What isn’t clear though, is just what the costs of those tariffs will be. Two areas are of immediate concern: jobs and inflation.

With tariffs in place, it will be economic for some companies to keep jobs in the US where they might otherwise have been exported. But for those looking to sell outside of the US, like Harley Davidson, the opposite is true. Hit by a tit-for-tat European tariff that will increase the cost of their motorcycles by more than US$1,600 apiece, the company has taken the perfectly rational decision to take some of its manufacturing abroad.

The result: it avoids tariffs, jobs are created in Europe and lost in America. It’s a simple and obvious progression, and if it’s repeated too many times across the US economy may begin to have implications for wider growth.

That in turn will have implications for the Federal Open Markets Committee and its stated aim of increasing US interest rates two more times this year. The likelihood at this point is that the rises will still happen, but a if a full blown trade war blows up and starts to magnify the Harley Davidson effect, then policymakers will be forced into a rethink.

Inflation, by contrast, has been broadly under control in the western world for many years now, and is unlikely to run away in a general sense just because the prices of certain commodities in the US are artificially supported by tariffs.

Nonetheless, in the specific industries which the tariffs support, such as steel the higher costs that ensure the security of US jobs will end up being passed onto customers. It’s not yet clear how willing they will be to pay inflated prices for US goods, or what this will do to Mr Trump’s popularity in blue-collar areas.

To be sure, the effects on the way manufactured goods are priced in the US will become clear only over time, but in the end localised inflation will be sure to distort the US economy still further. For Republicans and died-in-the-wool right-wingers it must seem strange that a President of their own ilk isn’t allowing the free market to have its say.

Tariffs are not the same as subsidies, but in terms of competitiveness there is an equivalence. Mr Trump will argue that the tariffs that he has imposed are simply a response to the long-standing practices adopted by the US’s trade partners.
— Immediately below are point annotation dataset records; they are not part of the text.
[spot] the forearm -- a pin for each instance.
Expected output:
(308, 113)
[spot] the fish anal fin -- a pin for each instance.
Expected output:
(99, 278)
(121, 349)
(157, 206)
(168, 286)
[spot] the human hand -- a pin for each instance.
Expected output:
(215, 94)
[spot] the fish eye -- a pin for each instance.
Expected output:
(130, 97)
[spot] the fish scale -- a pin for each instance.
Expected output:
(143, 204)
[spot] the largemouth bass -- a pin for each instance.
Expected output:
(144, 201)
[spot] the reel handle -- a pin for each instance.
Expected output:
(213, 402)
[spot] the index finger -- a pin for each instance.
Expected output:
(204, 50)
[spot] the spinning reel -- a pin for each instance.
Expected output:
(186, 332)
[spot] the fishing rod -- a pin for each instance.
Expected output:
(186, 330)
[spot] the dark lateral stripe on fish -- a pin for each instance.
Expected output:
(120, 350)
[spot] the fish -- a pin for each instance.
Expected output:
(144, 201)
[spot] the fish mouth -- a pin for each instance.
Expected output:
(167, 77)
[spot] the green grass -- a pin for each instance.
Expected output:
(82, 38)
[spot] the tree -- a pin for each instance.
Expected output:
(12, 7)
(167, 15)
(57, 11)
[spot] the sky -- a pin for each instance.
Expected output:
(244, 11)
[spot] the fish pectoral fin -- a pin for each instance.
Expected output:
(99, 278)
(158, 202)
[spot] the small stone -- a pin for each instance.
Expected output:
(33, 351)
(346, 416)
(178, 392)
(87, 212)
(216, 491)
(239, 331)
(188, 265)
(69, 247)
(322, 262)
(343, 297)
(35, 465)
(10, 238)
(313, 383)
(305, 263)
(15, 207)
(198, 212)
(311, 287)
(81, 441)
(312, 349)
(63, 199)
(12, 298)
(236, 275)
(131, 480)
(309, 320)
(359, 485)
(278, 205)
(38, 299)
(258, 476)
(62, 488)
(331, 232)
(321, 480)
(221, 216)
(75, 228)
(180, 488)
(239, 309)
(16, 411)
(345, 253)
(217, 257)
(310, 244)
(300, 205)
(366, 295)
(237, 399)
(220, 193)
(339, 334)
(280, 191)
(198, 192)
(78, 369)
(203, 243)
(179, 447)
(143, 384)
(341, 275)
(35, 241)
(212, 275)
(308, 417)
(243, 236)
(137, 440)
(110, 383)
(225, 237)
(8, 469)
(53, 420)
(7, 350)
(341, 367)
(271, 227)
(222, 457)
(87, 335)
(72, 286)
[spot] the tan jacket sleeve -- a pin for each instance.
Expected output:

Whether he’s right or wrong in that, that’s not how the rest of the world sees it. As far as the world’s other major economies are concerned, Mr Trump has started this trade war, and they are absolved of blame. In particular, the Europeans are quite content to step up to the plate and fight back, and even to escalate.

In this environment, the economic rationale for the weakening of the gold price begins to assume a smaller significance. It would only take a slight ratcheting up of the rhetoric for the fear factor to overcome all the recent incremental declines in the gold price. If it doesn’t come, gold will continue to slide. But if it does, those who have bought on the dips will be sitting on significant gains.